Insurance & Actuarial News South Africa

Vitality is key to Discovery's growth

Financial services group Discovery Holdings' strong growth in earnings is a result of its Vitality model‚ says chief executive Adrian Gore.
Discovery"s Adrian Gore is pleased with the performance of the company in the first half of the year. Image: Discovery
Discovery"s Adrian Gore is pleased with the performance of the company in the first half of the year. Image: Discovery

"The Vitality business model‚ based on behavioural economics to encourage healthier choices from members‚ was the "strong chassis" driving the group's performance locally and in its international forays‚" he told a shareholder presentation of the group's results for six months to December.

"Discovery's strength is its repeatable‚ sustainable‚ scaleable model‚" he said.

Discovery reported a 33% rise in diluted headline earnings per share (HEPS) to 294.9c for the six months to December, up from 221.2c a year earlier. Diluted normalised HEPS grew by 20% to 289.9c from 243.1c.

The group said the results were in line with a trading update in which Discovery said it expected to report normalised HEPS had grown by between 15% and 20%. The medical aid declared an interim dividend of 73c per share.

The group's normalised profit from operations was 21% higher at R2.38bn. Discovery said new business annualised premium income was up 19% to R5.88bn.

New business growing

Discovery Health had grown new business off a large base by 15% to R2.6bn and operating profit by 13% to R860m. It now covered almost 2.9m individuals.

"The group's emerging businesses, Discovery Invest and the UK's PruHealth and PruProtect, had shown 33% growth in earnings‚" said Gore.

The more established businesses, Discovery Life and Discovery Vitality, grew earnings by 17%. The group's new businesses, Discovery Insure‚ Ping An Health in China and AIA Vitality in Southeast Asia, were not yet profitable.

Gore warned that the international new businesses should be seen as long-term investments and said investors should lower expectations that these businesses would deliver in the short-term.

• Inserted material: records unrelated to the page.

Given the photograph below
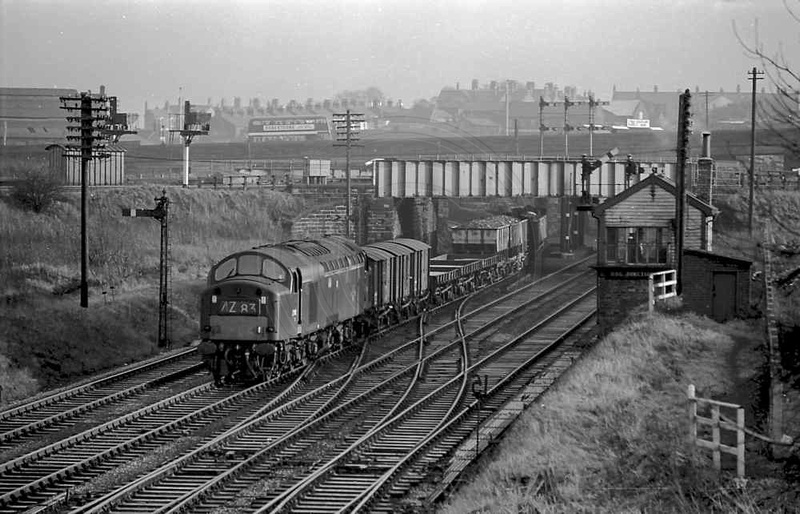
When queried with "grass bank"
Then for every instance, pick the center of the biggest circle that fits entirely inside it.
(612, 435)
(46, 338)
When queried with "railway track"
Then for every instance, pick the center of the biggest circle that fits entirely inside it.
(78, 468)
(281, 458)
(23, 424)
(399, 453)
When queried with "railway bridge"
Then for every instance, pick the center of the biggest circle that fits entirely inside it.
(418, 198)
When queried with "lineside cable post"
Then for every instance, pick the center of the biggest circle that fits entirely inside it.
(348, 128)
(160, 214)
(87, 116)
(684, 131)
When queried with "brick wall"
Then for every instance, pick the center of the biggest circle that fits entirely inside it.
(698, 282)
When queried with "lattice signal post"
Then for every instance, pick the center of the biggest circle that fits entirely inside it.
(160, 214)
(348, 128)
(194, 124)
(567, 103)
(87, 117)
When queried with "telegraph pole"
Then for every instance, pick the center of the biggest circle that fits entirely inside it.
(347, 136)
(117, 122)
(754, 76)
(592, 104)
(542, 127)
(684, 131)
(90, 123)
(194, 124)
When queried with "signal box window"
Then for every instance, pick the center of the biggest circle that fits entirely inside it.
(637, 245)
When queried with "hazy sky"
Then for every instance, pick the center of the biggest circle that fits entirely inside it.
(295, 49)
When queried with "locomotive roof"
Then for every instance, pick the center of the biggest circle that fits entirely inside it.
(309, 254)
(393, 247)
(411, 243)
(491, 222)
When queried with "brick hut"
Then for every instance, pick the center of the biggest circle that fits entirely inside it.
(636, 238)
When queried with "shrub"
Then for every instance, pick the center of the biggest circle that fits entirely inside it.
(38, 189)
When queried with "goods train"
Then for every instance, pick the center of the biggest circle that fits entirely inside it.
(276, 307)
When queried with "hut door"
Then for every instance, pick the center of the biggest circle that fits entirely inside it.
(723, 300)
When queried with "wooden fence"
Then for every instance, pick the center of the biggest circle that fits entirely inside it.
(661, 285)
(717, 422)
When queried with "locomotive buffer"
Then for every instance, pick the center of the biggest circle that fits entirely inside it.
(160, 214)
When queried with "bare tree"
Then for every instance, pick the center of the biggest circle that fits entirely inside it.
(780, 112)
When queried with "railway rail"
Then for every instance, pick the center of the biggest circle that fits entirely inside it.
(286, 446)
(60, 474)
(46, 412)
(356, 477)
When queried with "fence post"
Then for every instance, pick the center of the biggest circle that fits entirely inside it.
(692, 416)
(715, 436)
(740, 442)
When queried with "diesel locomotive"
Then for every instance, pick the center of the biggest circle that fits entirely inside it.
(276, 307)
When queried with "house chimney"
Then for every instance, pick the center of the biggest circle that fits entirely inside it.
(704, 188)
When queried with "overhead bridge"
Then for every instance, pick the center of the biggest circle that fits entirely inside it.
(488, 177)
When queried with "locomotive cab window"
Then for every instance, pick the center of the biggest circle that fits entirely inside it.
(225, 269)
(274, 271)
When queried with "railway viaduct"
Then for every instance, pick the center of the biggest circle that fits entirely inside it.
(420, 198)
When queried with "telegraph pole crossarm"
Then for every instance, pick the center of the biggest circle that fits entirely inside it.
(347, 127)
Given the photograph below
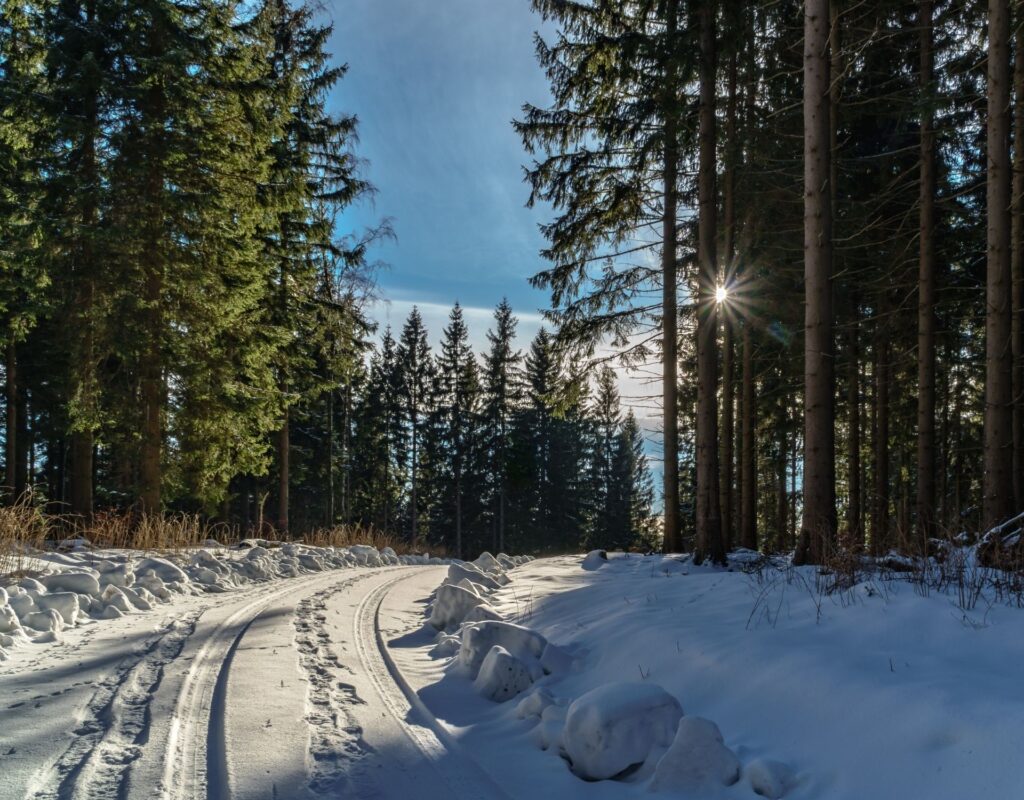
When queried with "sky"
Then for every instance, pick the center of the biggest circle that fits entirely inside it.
(435, 85)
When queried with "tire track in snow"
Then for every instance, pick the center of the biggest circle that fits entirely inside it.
(336, 743)
(196, 760)
(462, 776)
(97, 763)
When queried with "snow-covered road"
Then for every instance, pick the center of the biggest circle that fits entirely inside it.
(280, 690)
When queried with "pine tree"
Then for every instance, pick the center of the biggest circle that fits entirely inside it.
(378, 457)
(416, 373)
(457, 408)
(23, 138)
(612, 143)
(609, 524)
(502, 398)
(631, 512)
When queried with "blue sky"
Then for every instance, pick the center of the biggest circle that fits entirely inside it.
(435, 86)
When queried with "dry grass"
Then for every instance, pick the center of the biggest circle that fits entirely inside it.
(25, 528)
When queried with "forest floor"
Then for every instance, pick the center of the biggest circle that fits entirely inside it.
(330, 683)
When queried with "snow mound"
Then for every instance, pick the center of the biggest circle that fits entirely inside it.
(595, 559)
(482, 613)
(769, 779)
(615, 726)
(477, 639)
(467, 572)
(452, 604)
(696, 761)
(502, 675)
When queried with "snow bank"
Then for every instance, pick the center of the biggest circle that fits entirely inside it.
(478, 638)
(502, 675)
(595, 559)
(696, 762)
(617, 725)
(452, 605)
(82, 584)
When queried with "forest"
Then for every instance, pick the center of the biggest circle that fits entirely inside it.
(807, 215)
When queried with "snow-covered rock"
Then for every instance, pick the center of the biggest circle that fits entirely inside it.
(595, 559)
(502, 675)
(617, 725)
(769, 779)
(452, 604)
(534, 704)
(80, 583)
(482, 613)
(465, 572)
(477, 639)
(696, 761)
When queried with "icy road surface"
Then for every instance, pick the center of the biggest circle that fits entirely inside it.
(279, 690)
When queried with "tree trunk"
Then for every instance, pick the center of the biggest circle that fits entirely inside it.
(854, 514)
(781, 478)
(926, 295)
(670, 381)
(330, 456)
(1017, 268)
(709, 515)
(749, 501)
(880, 512)
(729, 237)
(997, 482)
(152, 368)
(818, 524)
(284, 466)
(10, 456)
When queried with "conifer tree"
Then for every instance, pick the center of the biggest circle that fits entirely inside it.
(502, 398)
(457, 411)
(416, 386)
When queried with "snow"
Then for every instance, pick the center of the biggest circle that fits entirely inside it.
(478, 638)
(797, 684)
(502, 675)
(595, 559)
(83, 585)
(559, 681)
(697, 761)
(769, 779)
(619, 725)
(452, 605)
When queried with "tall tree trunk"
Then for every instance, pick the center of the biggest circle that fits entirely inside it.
(729, 238)
(880, 511)
(854, 514)
(83, 378)
(670, 380)
(997, 482)
(781, 478)
(926, 294)
(415, 525)
(284, 467)
(10, 455)
(709, 514)
(818, 524)
(330, 456)
(1017, 267)
(749, 501)
(152, 369)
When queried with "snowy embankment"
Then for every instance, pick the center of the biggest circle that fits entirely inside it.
(617, 677)
(64, 590)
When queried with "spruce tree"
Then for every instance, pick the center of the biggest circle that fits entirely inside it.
(416, 383)
(502, 398)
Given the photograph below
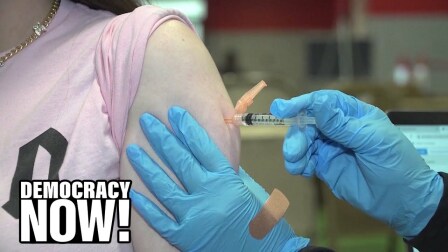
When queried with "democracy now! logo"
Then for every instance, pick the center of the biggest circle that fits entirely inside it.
(74, 211)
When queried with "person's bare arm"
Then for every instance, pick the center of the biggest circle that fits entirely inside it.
(178, 70)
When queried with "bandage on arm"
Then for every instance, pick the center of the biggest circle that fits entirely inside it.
(276, 205)
(178, 70)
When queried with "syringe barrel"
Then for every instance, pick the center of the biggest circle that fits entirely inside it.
(267, 119)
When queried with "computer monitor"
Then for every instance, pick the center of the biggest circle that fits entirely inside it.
(428, 132)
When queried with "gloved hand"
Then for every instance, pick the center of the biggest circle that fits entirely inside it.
(214, 212)
(362, 157)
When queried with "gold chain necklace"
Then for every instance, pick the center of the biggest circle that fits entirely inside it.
(38, 28)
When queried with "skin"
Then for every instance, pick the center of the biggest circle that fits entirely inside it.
(17, 18)
(178, 70)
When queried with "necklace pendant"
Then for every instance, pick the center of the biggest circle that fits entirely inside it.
(39, 28)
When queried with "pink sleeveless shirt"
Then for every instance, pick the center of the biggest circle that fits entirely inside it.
(64, 103)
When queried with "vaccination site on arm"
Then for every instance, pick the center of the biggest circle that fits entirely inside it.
(224, 125)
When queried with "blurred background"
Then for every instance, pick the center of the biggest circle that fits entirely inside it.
(392, 54)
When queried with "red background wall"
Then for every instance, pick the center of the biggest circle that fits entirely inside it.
(304, 14)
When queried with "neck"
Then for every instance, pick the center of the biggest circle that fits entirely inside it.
(17, 18)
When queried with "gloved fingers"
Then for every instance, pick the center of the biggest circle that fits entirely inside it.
(289, 108)
(156, 180)
(155, 217)
(189, 131)
(253, 186)
(173, 152)
(335, 125)
(298, 146)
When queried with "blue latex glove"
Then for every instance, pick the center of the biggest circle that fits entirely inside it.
(362, 157)
(214, 212)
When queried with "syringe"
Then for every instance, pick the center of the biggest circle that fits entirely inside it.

The group was investing 9% of operating profit in these new ventures‚ with half of that going to Discovery Insure, which grew new business by 40%‚ or R257m‚ in the six-month period. The insurance company covers 60‚000 vehicles.

Gore pointed out that while new business in Ping An Health doubled over the period to R138m‚ it was still a relatively small market.

The group's UK businesses, PruHealth and PruProtect, increased their combined profit by 27% to R359m and new business by 35% to R982m‚ as the Vitality programme was introduced to this market. The UK operations had a combined client base of 774‚000 people.